Nevertheless, Mr Medvedev argued international agreements in energy security were needed to create sound investment conditions. He urged Germany, which this year chairs the Group of Eight industrialised countries, to build on the progress made under last year"s Russian chairmanship. "We need guarantees for our investments like every investor needs. We need predictability in market development. We don"t want to face unjustifiable surprises like the allocation of pipeline capacity to a nobody from nowhere."

 

Mr Medvedev said the group was interested in potential EU acquisitions but insisted Gazprom had never approached Centrica of the UK. "We have never expressed such a specific interest," he said, declining to comment further.

 

Mr Medvedev also denied Gazprom was in talks with TNK-BP, the Russian-British joint venture, over investing in TNK-BP"s huge Kovykta field in eastern Siberia. There were "no negotiations at this time", he said, responding to reports that there had been contacts.

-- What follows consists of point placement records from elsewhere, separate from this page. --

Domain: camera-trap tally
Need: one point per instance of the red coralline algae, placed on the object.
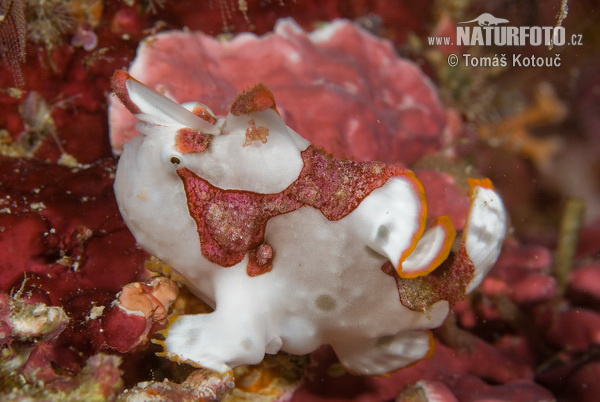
(66, 237)
(534, 289)
(576, 329)
(232, 222)
(189, 140)
(333, 88)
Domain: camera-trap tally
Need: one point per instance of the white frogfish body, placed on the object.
(292, 248)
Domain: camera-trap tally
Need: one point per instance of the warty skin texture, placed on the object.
(326, 285)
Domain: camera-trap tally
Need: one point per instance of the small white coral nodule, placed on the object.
(293, 248)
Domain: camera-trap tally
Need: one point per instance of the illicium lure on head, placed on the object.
(292, 248)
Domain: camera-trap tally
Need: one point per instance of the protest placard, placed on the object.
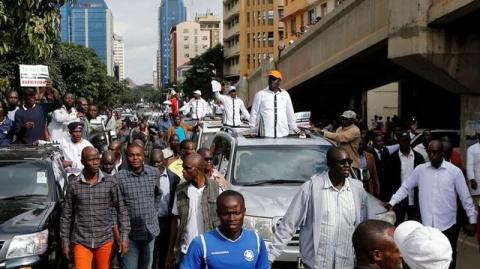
(33, 75)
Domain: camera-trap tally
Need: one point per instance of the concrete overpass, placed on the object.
(433, 45)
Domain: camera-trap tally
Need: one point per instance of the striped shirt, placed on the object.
(88, 208)
(335, 249)
(142, 195)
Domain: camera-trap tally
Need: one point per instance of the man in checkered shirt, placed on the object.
(140, 188)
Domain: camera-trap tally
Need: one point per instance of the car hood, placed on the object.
(23, 216)
(267, 201)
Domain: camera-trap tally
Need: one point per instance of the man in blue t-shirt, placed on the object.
(229, 245)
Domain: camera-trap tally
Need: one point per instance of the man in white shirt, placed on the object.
(473, 169)
(234, 108)
(439, 182)
(197, 106)
(72, 147)
(272, 112)
(62, 117)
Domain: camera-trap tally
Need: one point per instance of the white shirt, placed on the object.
(437, 193)
(335, 248)
(270, 120)
(198, 107)
(195, 225)
(407, 165)
(473, 166)
(420, 148)
(233, 107)
(60, 120)
(73, 151)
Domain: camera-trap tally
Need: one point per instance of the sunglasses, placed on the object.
(345, 161)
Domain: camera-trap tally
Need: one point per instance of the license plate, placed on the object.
(300, 263)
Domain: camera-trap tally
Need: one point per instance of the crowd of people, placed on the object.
(151, 200)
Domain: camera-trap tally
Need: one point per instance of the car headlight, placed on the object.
(28, 245)
(263, 226)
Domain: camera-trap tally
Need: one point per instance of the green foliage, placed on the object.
(204, 67)
(28, 32)
(77, 69)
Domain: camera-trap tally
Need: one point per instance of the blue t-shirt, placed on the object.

He added Gazprom could not help TNK-BP in its damaging dispute with regulators over the development of Kovykta.

 

In Austria, Gazprom officials will sign a memorandum of understanding for a joint venture with OMV, the Austrian energy group, for a gas transit management centre. The company will also sign a deal for large underground gas storage facilities with capacity of 2.4bn cubic metres to be built jointly by Gazprom, Austria"s RAG energy group, and Wingas, a German joint venture distribution company owned by Gazprom and Germany"s Wintershall, a subsidiary of chemicals group BASF.

 

Dmitry Peskov, Kremlin spokesman, said relations were developing "very positively" with Austria which "as opposed to other countries of the EU has respectful relations to Soviet soldiers buried there" – a reference to the recent decision by Estonia"s government to move a Soviet war memorial, a move that sparked protests.

 

In Luxembourg, the Russian president is expected to approve an "action plan" for an 800-megawatt gas-fired power station planned with Luxembourg"s Socef.